Chaque année, la « marche de Jérusalem » attire des milliers de jeunes nationalistes, mais la récente édition s’est teintée de violences déplorables. En marge de la « Journée de Jérusalem », les rues de la Vieille Ville résonnaient de chants tels que « Mort aux Arabes » émanant de groupes de jeunes, rappelant que cette célébration est assombrie par des incidences de haine raciale.
Bien qu’Isabelle, une spectatrice présente, évoque « une ambiance extraordinaire », ce sentiment semble contrecarré par la présence de jeunes au comportement ultranationaliste, qui profitent de l’occasion pour commettre des violences et des provocations racistes. Les autorités israéliennes célèbrent cette marche comme une célébration de la « réunification » de la ville après le conflit de 1967, un acte que l’ONU considère comme une annexion illégale.

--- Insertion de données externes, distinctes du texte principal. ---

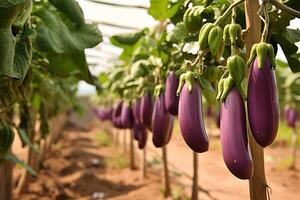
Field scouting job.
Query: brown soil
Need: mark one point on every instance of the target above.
(76, 169)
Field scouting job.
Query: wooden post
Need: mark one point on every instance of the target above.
(257, 184)
(195, 177)
(131, 156)
(294, 148)
(167, 188)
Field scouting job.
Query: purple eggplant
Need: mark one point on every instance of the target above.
(136, 111)
(190, 118)
(217, 119)
(234, 136)
(170, 130)
(126, 117)
(161, 120)
(142, 139)
(171, 98)
(116, 115)
(146, 109)
(263, 108)
(292, 118)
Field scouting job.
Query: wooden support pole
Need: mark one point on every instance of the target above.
(258, 183)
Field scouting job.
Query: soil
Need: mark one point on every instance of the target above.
(77, 169)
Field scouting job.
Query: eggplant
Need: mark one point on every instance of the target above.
(126, 117)
(146, 109)
(116, 120)
(171, 98)
(292, 118)
(136, 111)
(161, 120)
(234, 136)
(170, 130)
(190, 118)
(263, 108)
(218, 119)
(142, 136)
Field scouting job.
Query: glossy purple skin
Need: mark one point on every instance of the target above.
(190, 118)
(170, 130)
(263, 108)
(126, 117)
(234, 136)
(160, 122)
(218, 119)
(292, 118)
(142, 136)
(116, 120)
(136, 111)
(136, 131)
(146, 109)
(171, 98)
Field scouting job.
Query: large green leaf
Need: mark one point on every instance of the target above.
(54, 36)
(178, 34)
(71, 9)
(162, 9)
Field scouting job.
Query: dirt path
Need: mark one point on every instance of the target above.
(219, 182)
(77, 169)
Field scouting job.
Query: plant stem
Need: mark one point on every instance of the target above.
(225, 14)
(285, 8)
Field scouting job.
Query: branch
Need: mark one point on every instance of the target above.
(285, 8)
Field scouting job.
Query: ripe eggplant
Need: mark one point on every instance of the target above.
(170, 130)
(234, 136)
(263, 108)
(217, 119)
(142, 139)
(292, 118)
(116, 120)
(146, 110)
(190, 118)
(161, 120)
(171, 98)
(136, 111)
(126, 117)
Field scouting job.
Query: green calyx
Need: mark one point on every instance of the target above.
(232, 78)
(192, 19)
(203, 35)
(215, 39)
(233, 35)
(236, 68)
(158, 90)
(262, 51)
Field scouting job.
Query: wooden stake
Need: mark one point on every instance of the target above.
(167, 188)
(131, 156)
(257, 184)
(294, 148)
(195, 177)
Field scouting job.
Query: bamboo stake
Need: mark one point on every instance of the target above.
(257, 184)
(167, 188)
(195, 177)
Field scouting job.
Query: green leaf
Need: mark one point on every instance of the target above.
(25, 138)
(71, 9)
(289, 49)
(161, 9)
(54, 36)
(178, 34)
(14, 158)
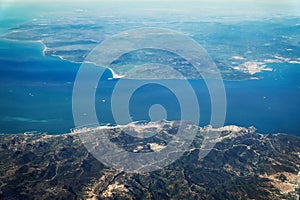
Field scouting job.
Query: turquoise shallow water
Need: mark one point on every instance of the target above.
(36, 95)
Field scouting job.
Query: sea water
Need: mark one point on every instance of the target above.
(36, 95)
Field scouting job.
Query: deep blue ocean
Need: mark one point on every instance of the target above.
(36, 95)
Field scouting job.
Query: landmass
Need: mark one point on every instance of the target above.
(242, 165)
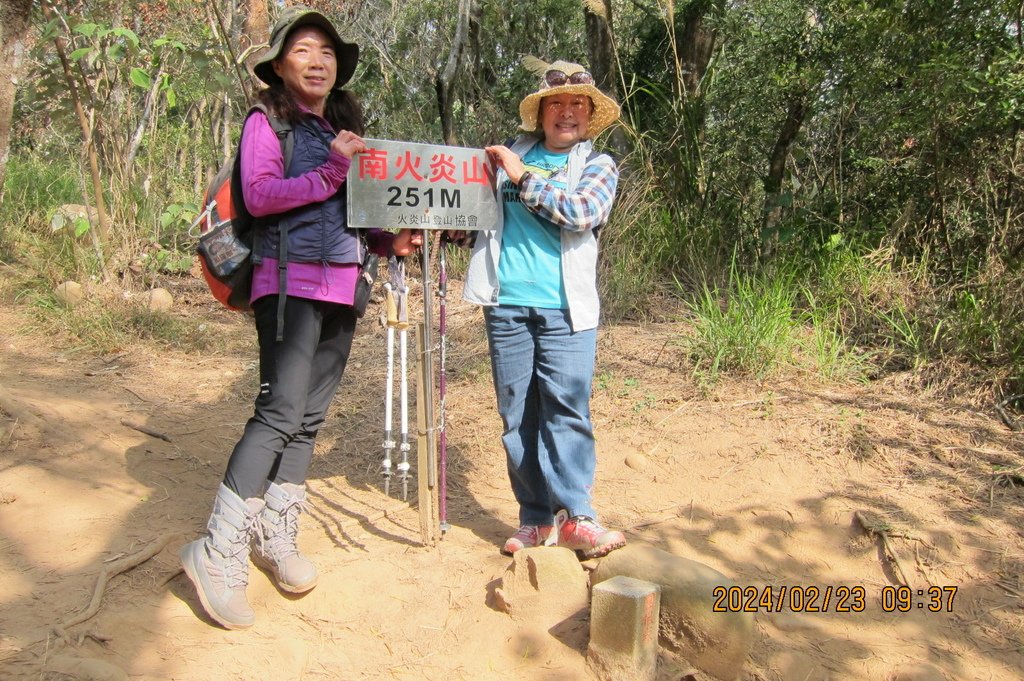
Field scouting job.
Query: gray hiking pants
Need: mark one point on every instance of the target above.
(298, 379)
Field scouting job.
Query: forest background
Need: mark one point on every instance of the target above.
(828, 186)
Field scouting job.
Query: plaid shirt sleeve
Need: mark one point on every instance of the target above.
(588, 207)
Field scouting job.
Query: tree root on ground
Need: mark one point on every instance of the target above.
(121, 565)
(882, 530)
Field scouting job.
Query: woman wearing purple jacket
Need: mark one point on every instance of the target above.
(263, 491)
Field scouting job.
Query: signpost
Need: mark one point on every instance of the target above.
(423, 186)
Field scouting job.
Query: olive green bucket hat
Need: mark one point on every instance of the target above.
(297, 16)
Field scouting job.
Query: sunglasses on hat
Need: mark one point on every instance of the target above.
(554, 78)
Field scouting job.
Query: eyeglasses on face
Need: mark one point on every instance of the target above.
(554, 78)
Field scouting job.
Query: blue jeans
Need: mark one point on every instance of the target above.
(543, 374)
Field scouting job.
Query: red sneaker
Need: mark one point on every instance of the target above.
(526, 537)
(586, 536)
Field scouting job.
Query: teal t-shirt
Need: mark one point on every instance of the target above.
(529, 268)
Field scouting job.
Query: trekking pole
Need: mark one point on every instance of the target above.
(391, 307)
(442, 380)
(403, 380)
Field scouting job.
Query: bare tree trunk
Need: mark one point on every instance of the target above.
(444, 83)
(695, 47)
(601, 52)
(13, 26)
(255, 32)
(147, 108)
(796, 113)
(90, 149)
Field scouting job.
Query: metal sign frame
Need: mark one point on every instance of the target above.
(395, 184)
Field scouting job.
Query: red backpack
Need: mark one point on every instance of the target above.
(226, 230)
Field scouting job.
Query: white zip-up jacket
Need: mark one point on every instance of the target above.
(578, 211)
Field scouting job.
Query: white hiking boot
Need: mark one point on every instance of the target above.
(273, 545)
(218, 563)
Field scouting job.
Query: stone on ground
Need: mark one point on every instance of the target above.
(544, 585)
(716, 642)
(69, 293)
(159, 300)
(624, 615)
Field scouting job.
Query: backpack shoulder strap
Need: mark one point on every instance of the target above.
(285, 135)
(282, 128)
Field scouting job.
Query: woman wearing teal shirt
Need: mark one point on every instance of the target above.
(536, 277)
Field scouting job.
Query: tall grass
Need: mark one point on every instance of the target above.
(745, 327)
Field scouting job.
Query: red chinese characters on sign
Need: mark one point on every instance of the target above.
(474, 172)
(408, 165)
(374, 165)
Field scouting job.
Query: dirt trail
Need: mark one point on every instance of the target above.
(761, 483)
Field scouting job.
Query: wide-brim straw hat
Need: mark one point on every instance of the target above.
(605, 109)
(297, 16)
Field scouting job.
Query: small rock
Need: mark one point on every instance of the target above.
(70, 293)
(543, 585)
(159, 300)
(636, 461)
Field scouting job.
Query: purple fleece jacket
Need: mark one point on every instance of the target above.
(267, 192)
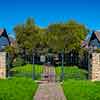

ministres d’extrême droite et tensions croissantes
Dès le matin, de nombreux commerces fermaient précautionneusement leurs portes et les habitants palestiniens quittaient les ruelles pour éviter des confrontations. Sur les vidéos partageant la scène, on voit des jeunes se livrer à des actes de violence, jetant des chaises vers des commerçants, tout en chantant des propos injurieux. Le porte-parole de la police israélienne insiste sur le fait que ces incidents restent rares grâce à la présence de 3 000 agents mobilisés sur le terrain, mais cette assertion semble peu convaincre les témoins traumatisés.
Les chants tels que « Israël pour toujours » et d'autres proclamations sur la violence envers les Palestiniens s'élèvent au-dessus de la foule. Mustafa, un habitant palestinien, raconte avec des larmes dans les yeux comment son domicile a été vandalisé par des jeunes ultranationalistes criant « Mort aux Arabes », renforçant un sentiment d'insécurité grandissant parmi la communauté palestinienne.
la voix de la paix parmi le tumulte
Pendant ce déferlement de haine, un groupe de pacifistes israéliens, habillés de blanc, offrait des fleurs aux passants en guise de symboles de solidarité. Parmi eux, Ilan Perez déclarait vouloir des droits égaux pour tous les habitants, une perspective que beaucoup jugent utopique dans un climat aussi tendu.
Les jeunes colons radicaux présents, souvent ayant des liens avec des mouvements prosélytes, continuent à exprimer des opinions extrêmes. L'un d'eux, préférant rester anonyme, a déclaré : « Ils n’ont aucune place ici », manifestant une conviction alarmante qui contribue à l'escalade des tensions.
La dualité de cette marche met en lumière un fossé croissant entre les aspirations pacifistes et un nationalisme de plus en plus agressif, un dilemme que le gouvernement israélien devra bientôt affronter selon plusieurs spécialistes.